How I Fell In Love With My Sponge Ball, Again, On The Way To Mexico
My sponge ball became my travel companion, helping me to combat a stiff neck, text neck, and rounded shoulders.
Dateline - Nov. 4, 2017 - Between Oregon and Mexico.
I fell in love with my sponge ball, again, on my way to Puerto Vallarta this week. On the 2,500-mile trip, I discovered how to use my sponge ball to combat text neck, stiff neck, and rounded shoulders.
I will share with you three of my new sponge ball moves to restore healthy movement to your neck (cervical spine). Let me tell you my story and then I'll tell you my moves.
For 5 days, my husband, John, and I drove from Portland, OR, USA. We are on our way to Puerto Vallarta, Jalisco, MX. We spend the winter months in Puerto Vallarta. Lucky us!
I am in the passenger seat. John does all the driving. He doesn't like the way I drive (like a little old lady). And I prefer not to drive. So that works out well.
I have been using an 9" inflatable exercise ball for lumbar support and stability when I travel. I place the sponge ball in a simple drawstring backpack. I "wear" the sponge ball on my lower back whenever I am seated. This trip, I found a new reason to travel with my sponge ball.
Naturally, I look for ways to move, even while I am sitting in a small space for long periods of time.
I have a lot of time on my hands when we travel by auto. And I am not very good at sitting still. And I love to move. In fact, I teach intelligent movement for a living. So, naturally, I find ways to move, even while I am sitting in a small space for long periods of time.
On this trip, I decided to place the sponge ball between the back of my seat and my neck (cervical spine). I created three simple moves for neck mobility and stability. These moves will also help to reverse the forward head posture that happens when we spend a lot of time texting. Or working on the computer.
I find that the sponge ball creates a nice cushion to support your movements and keep them safe.
I like to practice (and teach) in moves in sets of three. So I have created three move for you that I call a "learning triplet". Each learning triplet becomes a mini-sequence that is easy to remember and repeat.
You can practice sponge ball learning triplets in the passenger seat of a vehicle, in a beach chair, in a recliner, or on an airplane.
For all three moves, partially inflate the sponge ball to about 85% or to personal taste. Start seated in a vehicle as a passenger. (Don't do these moves while you are driving!) Note: This also works sitting in a beach lounge chair on the beach or a recliner in your living room, or sitting in an airplane passenger seat.
Place the sponge ball behind the head. against the back of the seat. Press the back of your head into the sponge ball.

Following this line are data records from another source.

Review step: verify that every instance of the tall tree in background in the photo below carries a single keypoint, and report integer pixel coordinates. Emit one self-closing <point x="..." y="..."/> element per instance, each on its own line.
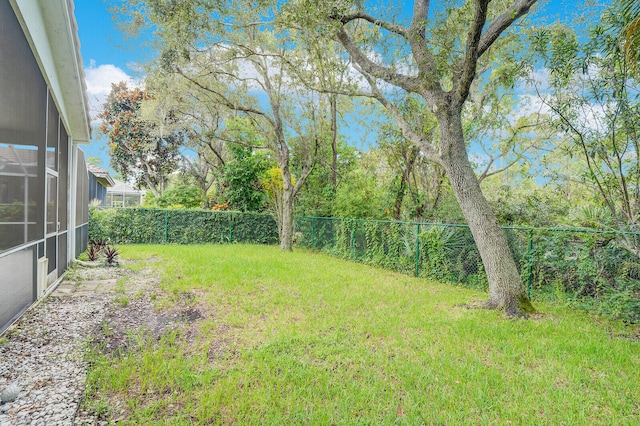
<point x="139" y="149"/>
<point x="235" y="53"/>
<point x="631" y="32"/>
<point x="593" y="101"/>
<point x="436" y="59"/>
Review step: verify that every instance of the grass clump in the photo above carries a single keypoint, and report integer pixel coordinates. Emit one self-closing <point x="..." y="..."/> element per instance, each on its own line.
<point x="300" y="337"/>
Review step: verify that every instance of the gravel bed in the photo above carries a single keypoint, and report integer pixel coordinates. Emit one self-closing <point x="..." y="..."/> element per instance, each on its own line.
<point x="44" y="352"/>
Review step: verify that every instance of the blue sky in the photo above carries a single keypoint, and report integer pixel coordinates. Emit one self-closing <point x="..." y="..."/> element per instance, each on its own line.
<point x="109" y="57"/>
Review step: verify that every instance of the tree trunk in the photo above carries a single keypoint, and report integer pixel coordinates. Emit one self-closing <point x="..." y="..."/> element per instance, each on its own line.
<point x="286" y="227"/>
<point x="506" y="290"/>
<point x="334" y="138"/>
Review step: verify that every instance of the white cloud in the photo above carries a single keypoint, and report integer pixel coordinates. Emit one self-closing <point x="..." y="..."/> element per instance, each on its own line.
<point x="99" y="79"/>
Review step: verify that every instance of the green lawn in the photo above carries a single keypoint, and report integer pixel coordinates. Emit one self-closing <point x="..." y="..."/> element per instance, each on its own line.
<point x="297" y="338"/>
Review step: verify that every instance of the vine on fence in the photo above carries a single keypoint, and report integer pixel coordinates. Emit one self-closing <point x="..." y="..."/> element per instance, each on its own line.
<point x="583" y="268"/>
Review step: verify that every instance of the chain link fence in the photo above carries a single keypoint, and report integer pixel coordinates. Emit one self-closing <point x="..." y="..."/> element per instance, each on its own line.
<point x="155" y="226"/>
<point x="587" y="268"/>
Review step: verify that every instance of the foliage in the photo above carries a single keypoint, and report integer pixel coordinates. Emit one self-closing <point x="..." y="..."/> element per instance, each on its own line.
<point x="592" y="100"/>
<point x="241" y="180"/>
<point x="305" y="338"/>
<point x="358" y="197"/>
<point x="138" y="147"/>
<point x="177" y="197"/>
<point x="100" y="248"/>
<point x="631" y="32"/>
<point x="143" y="226"/>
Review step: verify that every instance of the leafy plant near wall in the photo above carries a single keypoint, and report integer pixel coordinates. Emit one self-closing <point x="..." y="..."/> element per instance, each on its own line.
<point x="100" y="248"/>
<point x="580" y="268"/>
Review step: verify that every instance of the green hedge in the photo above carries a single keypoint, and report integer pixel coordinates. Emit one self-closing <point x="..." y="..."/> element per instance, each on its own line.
<point x="156" y="226"/>
<point x="589" y="269"/>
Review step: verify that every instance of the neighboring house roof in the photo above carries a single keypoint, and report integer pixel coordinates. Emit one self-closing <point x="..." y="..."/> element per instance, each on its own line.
<point x="122" y="187"/>
<point x="101" y="175"/>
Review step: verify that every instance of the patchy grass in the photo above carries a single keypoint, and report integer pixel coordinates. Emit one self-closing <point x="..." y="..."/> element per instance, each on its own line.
<point x="300" y="337"/>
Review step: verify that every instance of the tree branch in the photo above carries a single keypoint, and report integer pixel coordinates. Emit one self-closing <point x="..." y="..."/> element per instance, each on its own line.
<point x="397" y="29"/>
<point x="410" y="84"/>
<point x="503" y="22"/>
<point x="471" y="55"/>
<point x="427" y="149"/>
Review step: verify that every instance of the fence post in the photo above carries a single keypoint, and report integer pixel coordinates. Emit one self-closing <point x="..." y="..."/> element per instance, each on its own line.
<point x="530" y="280"/>
<point x="417" y="248"/>
<point x="166" y="226"/>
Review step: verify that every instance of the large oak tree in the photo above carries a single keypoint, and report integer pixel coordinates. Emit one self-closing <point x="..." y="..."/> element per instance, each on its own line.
<point x="434" y="56"/>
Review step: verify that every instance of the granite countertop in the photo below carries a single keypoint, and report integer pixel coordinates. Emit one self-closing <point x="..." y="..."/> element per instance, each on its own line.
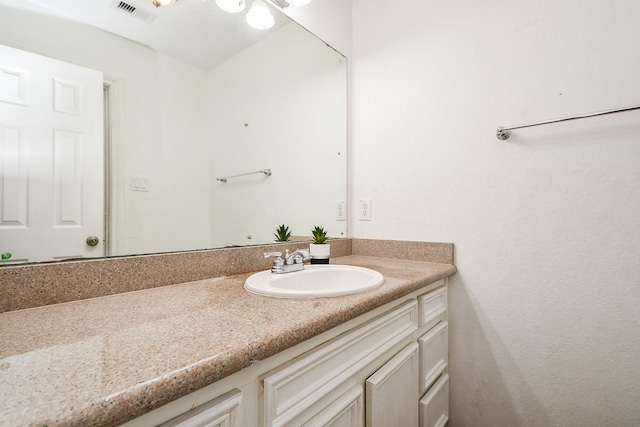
<point x="103" y="361"/>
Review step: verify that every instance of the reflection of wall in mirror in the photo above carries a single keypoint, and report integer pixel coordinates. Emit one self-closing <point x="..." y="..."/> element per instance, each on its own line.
<point x="162" y="129"/>
<point x="166" y="136"/>
<point x="279" y="104"/>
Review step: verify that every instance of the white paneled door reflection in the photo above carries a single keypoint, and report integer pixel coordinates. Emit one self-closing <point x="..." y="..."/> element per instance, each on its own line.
<point x="51" y="158"/>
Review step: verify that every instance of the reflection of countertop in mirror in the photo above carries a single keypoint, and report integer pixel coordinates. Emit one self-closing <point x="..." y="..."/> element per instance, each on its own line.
<point x="105" y="360"/>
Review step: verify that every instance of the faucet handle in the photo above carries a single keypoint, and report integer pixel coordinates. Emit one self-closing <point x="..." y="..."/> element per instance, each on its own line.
<point x="278" y="261"/>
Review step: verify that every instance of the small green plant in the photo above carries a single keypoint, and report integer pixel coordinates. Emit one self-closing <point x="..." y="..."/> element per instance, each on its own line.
<point x="319" y="235"/>
<point x="282" y="233"/>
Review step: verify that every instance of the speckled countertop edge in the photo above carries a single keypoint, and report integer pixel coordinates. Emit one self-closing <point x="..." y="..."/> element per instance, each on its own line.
<point x="248" y="323"/>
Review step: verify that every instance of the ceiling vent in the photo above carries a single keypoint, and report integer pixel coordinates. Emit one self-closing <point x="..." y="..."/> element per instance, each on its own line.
<point x="134" y="11"/>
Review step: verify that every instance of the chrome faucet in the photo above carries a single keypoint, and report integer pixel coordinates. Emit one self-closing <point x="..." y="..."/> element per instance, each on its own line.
<point x="293" y="261"/>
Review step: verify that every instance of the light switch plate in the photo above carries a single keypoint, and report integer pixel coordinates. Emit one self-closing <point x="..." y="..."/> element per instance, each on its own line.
<point x="364" y="210"/>
<point x="341" y="210"/>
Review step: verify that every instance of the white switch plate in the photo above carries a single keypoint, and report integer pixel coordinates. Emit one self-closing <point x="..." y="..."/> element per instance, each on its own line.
<point x="364" y="210"/>
<point x="341" y="210"/>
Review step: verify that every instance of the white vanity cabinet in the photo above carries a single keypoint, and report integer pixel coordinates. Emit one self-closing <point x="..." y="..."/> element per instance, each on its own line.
<point x="398" y="359"/>
<point x="383" y="369"/>
<point x="219" y="412"/>
<point x="434" y="353"/>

Start by noticing your breath. Breathe In. Breathe out. Continue to watch breath as you practice these moves. Notice how you feel as your start this learning triplet.
1. CHIN TUCK. Tuck your chin slightly as you press your neck back into the sponge ball. The base of your skull (occipital ridge) will move back and up with the chin tuck. You may want to push on your chin with your forefinger to assist the chin tuck. Repeat 3, 6, or 9 times.
Listen to your inner athlete (everybody has one!).
2. CERVICAL ROTATION. Keep your chin slightly tucked and your head pressing into the sponge ball. Slowly look to the right. Rotate as far as you can without pain, discomfort, or tension. Keep your movement in the cervical spine. Keep your shoulders and torso still. Return to center and repeat on the left. Alternate left and right for 3, 6, or 9 times, whatever is right for you.
3. LATERAL CERVICAL SIDE BEND. Keep your chin slight tucked and the back of your head pressing into the sponge ball. Slowly drop your right ear toward your right shoulder and then a little forward toward your armpit. This additional forward movement will help open up the vertebra on the opposite side of the cervical spine. Go only as far as you can without pain tension, or discomfort. Stay in your cervical side bend for several breaths. Return to center. Repeat on the left side. Alternate left and right for 3, 6, or 9 times. Check with your inner athlete.
When you finish your learning triplet, take the time to notice your breath and ask yourself "How do I feel?" It is important to check in before and after each learning triplet to help measure changes.
How to practice these sponge ball learning triplets on your own.
Buy a sponge ball for yourself on Amazon.com. Search for SPRI sponge ball, Yoga Tune Up Coregeous ball, or original Gerti ball. This little ball is great for travel and home gym. It has many uses. I am still using it for lumbar stability. Once you buy your sponge ball, you will find other ways to use it. And you will always use it for these neck and shoulder moves.
Medical Disclaimer: This article contains information intended to assist you in improving your health and well-being. However, the information presented is offered only as-is for informational and educational purposes. It is not a substitute for the professional judgment of a medical professional.